Confirming reports that it was acquiring rights to "The Kids Are All Right," Focus Features said Thursday afternoon it picked up U.S. rights as well as rights for the U.K., Germany and South Africa, the distributor's head James Schamus announced Thursday. Bart Walker and John Sloss of Cinetic Media negotiated the North American rights deal on behalf of the filmmakers and collaborated with Inferno Entertainment on the international aspects of the pact.
Few movies here at the Sundance Film Festival have generated the sort of immediate sales buzz that followed Monday night's screening of Lisa Cholodenko's "The Kids Are All Right," a last minute addition to the lineup at this year's Sundance Film Festival. In fact, other than the quick sale of "Buried" to Lions Gate over the weekend, insiders here are hard pressed to think of another film that would generate such a swift sale during this year's fest.
Upstairs at the annual Cinetic party at Zoom, co-hosted this year by YouTube on Monday night, Focus execs Andrew Karpen and John Lyons lingered, expressing their interest in the movie. Given the company's track record with films like "Milk" and "Brokeback Mountain," observers wondered whether the film would in fact go to Focus, or might end up at a company like Summit, which was also well represented upstairs at the party. Fox Searchlight was also in the mix to try to get the film, according to insiders.

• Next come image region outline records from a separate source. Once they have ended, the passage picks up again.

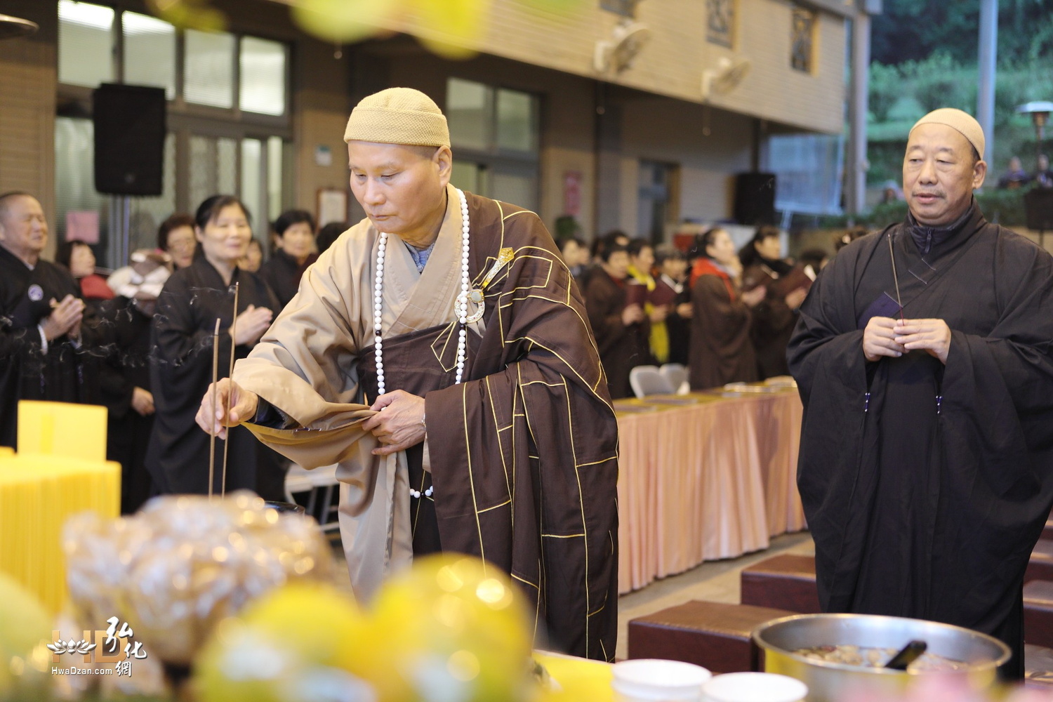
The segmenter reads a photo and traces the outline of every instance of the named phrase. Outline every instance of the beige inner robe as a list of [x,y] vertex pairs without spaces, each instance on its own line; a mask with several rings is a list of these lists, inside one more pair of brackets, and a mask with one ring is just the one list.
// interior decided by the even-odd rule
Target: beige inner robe
[[[413,558],[405,453],[374,456],[371,452],[380,444],[361,428],[374,414],[369,406],[375,398],[360,397],[356,355],[373,343],[378,243],[379,233],[369,219],[345,232],[307,268],[297,296],[234,369],[235,382],[302,427],[250,424],[261,441],[305,468],[338,464],[340,538],[352,587],[363,600],[390,570]],[[402,241],[388,238],[383,340],[456,323],[460,255],[460,201],[448,185],[446,214],[422,273]],[[470,315],[474,306],[470,301]],[[481,321],[470,326],[481,335]],[[389,392],[395,389],[389,385]],[[426,469],[426,442],[423,460]]]

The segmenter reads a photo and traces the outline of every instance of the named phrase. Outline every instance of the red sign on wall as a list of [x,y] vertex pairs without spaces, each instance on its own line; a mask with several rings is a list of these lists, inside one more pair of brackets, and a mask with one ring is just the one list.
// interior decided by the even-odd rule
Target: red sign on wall
[[581,214],[581,172],[563,172],[563,214],[577,217]]

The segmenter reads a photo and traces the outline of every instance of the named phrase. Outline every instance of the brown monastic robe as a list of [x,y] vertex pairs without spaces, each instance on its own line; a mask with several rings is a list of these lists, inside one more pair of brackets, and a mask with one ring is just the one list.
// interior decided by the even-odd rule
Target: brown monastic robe
[[[696,264],[700,273],[703,265]],[[691,287],[692,389],[757,380],[757,360],[750,339],[750,308],[727,275],[710,264]]]
[[[624,283],[619,283],[602,267],[597,267],[585,287],[585,308],[589,310],[589,323],[596,334],[611,397],[618,400],[632,396],[629,372],[634,365],[648,361],[637,354],[633,329],[621,321],[621,313],[625,308]],[[643,339],[645,343],[647,337]]]
[[[539,643],[611,660],[617,423],[584,305],[535,214],[465,197],[470,275],[485,312],[470,325],[461,384],[454,383],[456,192],[448,188],[446,217],[422,273],[397,237],[386,249],[385,384],[424,396],[424,445],[376,457],[375,439],[360,428],[376,397],[379,235],[369,220],[307,269],[235,380],[299,425],[251,426],[261,440],[305,467],[339,463],[341,535],[359,595],[369,597],[384,573],[412,557],[420,536],[414,530],[428,530],[434,519],[443,550],[480,556],[522,585],[539,636],[548,635]],[[498,264],[503,248],[512,259]],[[470,303],[470,315],[474,308]],[[418,479],[434,481],[435,493],[413,500],[411,514],[410,480],[419,487]]]

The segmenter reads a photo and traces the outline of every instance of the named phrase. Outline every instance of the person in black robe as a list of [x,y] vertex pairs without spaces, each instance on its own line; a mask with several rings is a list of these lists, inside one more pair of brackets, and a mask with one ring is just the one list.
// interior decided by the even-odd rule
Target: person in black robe
[[669,332],[669,363],[686,366],[691,362],[691,288],[688,287],[688,259],[678,248],[662,245],[655,248],[655,293],[670,299],[665,329]]
[[1053,504],[1053,259],[984,219],[982,153],[960,111],[914,126],[907,220],[823,268],[789,362],[823,610],[996,636],[1019,677],[1024,574]]
[[94,398],[95,339],[65,268],[40,258],[47,222],[27,193],[0,195],[0,445],[17,447],[18,401]]
[[99,363],[100,401],[106,406],[106,460],[121,464],[121,514],[139,509],[154,495],[146,449],[154,430],[150,382],[151,336],[157,297],[171,275],[172,259],[154,249],[132,254],[132,265],[107,282],[112,300],[98,303],[106,337]]
[[[146,454],[161,494],[208,493],[208,436],[194,416],[212,382],[213,334],[219,320],[219,375],[227,375],[231,354],[244,358],[271,324],[278,301],[256,274],[238,268],[252,238],[249,214],[237,198],[213,196],[201,203],[195,234],[201,253],[168,278],[157,300],[151,387],[156,416]],[[238,322],[234,284],[238,284]],[[236,336],[235,336],[236,335]],[[226,490],[247,488],[270,500],[284,490],[274,460],[249,429],[229,438]],[[216,442],[213,492],[223,487],[223,442]],[[262,466],[262,467],[261,467]]]
[[[639,329],[647,320],[639,302],[627,303],[625,278],[629,276],[629,249],[611,243],[600,253],[603,263],[589,276],[584,292],[589,323],[596,337],[596,346],[607,375],[611,399],[631,397],[629,372],[647,363],[650,354],[639,343]],[[641,350],[643,353],[641,353]]]
[[260,277],[278,296],[278,304],[284,307],[296,297],[303,272],[318,259],[315,218],[304,209],[290,209],[275,220],[274,230],[278,248],[260,268]]

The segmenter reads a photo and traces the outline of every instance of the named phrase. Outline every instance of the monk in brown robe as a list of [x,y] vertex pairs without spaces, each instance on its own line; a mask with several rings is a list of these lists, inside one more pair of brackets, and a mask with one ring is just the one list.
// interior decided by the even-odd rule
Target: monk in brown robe
[[702,256],[691,272],[691,388],[757,380],[750,319],[766,290],[739,290],[742,267],[727,232],[701,236]]
[[632,395],[629,372],[633,366],[650,362],[642,330],[647,316],[639,302],[629,302],[625,297],[629,249],[620,244],[604,246],[600,260],[585,287],[585,309],[603,359],[608,388],[618,400]]
[[617,424],[570,270],[537,215],[449,184],[446,121],[422,93],[365,98],[344,140],[367,219],[199,423],[247,421],[301,465],[339,464],[359,596],[415,554],[473,554],[522,585],[539,643],[611,660]]

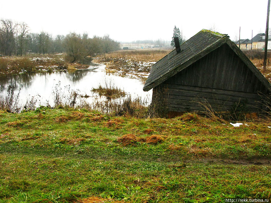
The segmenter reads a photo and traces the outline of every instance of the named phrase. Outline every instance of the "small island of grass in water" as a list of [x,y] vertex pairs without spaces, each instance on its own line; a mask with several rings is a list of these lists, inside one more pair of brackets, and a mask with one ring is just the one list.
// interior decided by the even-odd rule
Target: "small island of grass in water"
[[114,85],[111,85],[111,82],[109,85],[106,82],[105,87],[104,87],[100,85],[98,88],[93,88],[91,91],[98,93],[100,97],[106,97],[108,100],[124,97],[126,95],[124,90],[114,87]]

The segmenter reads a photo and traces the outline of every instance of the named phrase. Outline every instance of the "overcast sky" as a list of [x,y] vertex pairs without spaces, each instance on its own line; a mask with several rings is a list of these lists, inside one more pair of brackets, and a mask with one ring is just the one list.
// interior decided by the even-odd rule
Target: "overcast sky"
[[264,32],[267,0],[1,1],[0,19],[26,23],[31,32],[108,34],[119,42],[170,41],[174,25],[187,39],[214,26],[232,40]]

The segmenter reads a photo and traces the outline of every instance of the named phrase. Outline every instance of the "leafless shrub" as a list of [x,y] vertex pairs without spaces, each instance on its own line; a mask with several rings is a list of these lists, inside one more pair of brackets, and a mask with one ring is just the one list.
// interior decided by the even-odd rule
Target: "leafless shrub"
[[26,101],[26,103],[23,107],[23,110],[26,111],[34,111],[36,109],[37,100],[35,97],[32,97],[30,100]]
[[6,96],[0,96],[0,109],[9,112],[18,113],[21,107],[19,104],[19,96],[20,89],[18,94],[15,94],[15,85],[10,85],[8,88]]
[[167,90],[154,89],[153,91],[151,103],[148,109],[148,117],[150,118],[160,118],[167,116],[168,112],[167,100],[168,94]]
[[[243,52],[250,60],[263,59],[264,52],[260,50],[244,50]],[[271,57],[271,53],[267,52],[267,57]]]

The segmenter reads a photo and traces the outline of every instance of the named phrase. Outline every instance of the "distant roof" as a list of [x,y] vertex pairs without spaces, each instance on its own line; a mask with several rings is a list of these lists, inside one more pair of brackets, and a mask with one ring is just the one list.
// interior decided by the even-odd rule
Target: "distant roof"
[[[249,40],[248,39],[240,39],[240,44],[247,44],[248,43],[248,42],[249,41]],[[236,42],[235,42],[234,43],[236,45],[238,45],[239,44],[239,40],[237,40]]]
[[143,88],[148,91],[185,69],[215,49],[226,43],[271,92],[271,85],[226,34],[202,29],[154,64]]
[[[262,37],[262,36],[264,36],[265,35],[265,34],[264,33],[259,33],[258,34],[257,34],[252,38],[252,42],[257,42],[261,41],[263,39],[263,38]],[[264,39],[263,41],[264,41]],[[251,39],[247,42],[247,44],[251,44]]]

In the film directed by Lisa Cholodenko, three-time Academy Award nominee Annette Bening and four-time Academy Award nominee Julianne Moore star as the lesbian parents of two teenaged children conceived by artificial insemination decide to seek out their birth father and introduce him into the family life that their two mothers have built. Upheavel ensues after he is found as family ties are defined, re-defined, and then re-re-defined. Ms. Cholodenko directed the feature from an original screenplay that she wrote with Stuart Blumberg.
"Lisa has made an extraordinary gem of a film that combines comedic surprise with poignant emotional truth," commented Schamus in a statement. "Not only is The Kids Are All Right infectiously funny and touching, but it's also entirely accessible. We're confident that audiences everywhere will fall in love with this family, as brilliantly brought to life by a remarkable cast of actors."
In addition to "Buried," Hannover House's film division picked up "Twelve," according to Variety, while Deadline.com reported that "Hesher" went to Newmarket.
Cholodenko's "Kids" is quite well-regarded among critics and bloggers here at Sundance. It currently has an "A-" grade in indieWIRE's survey of writers attending the festival.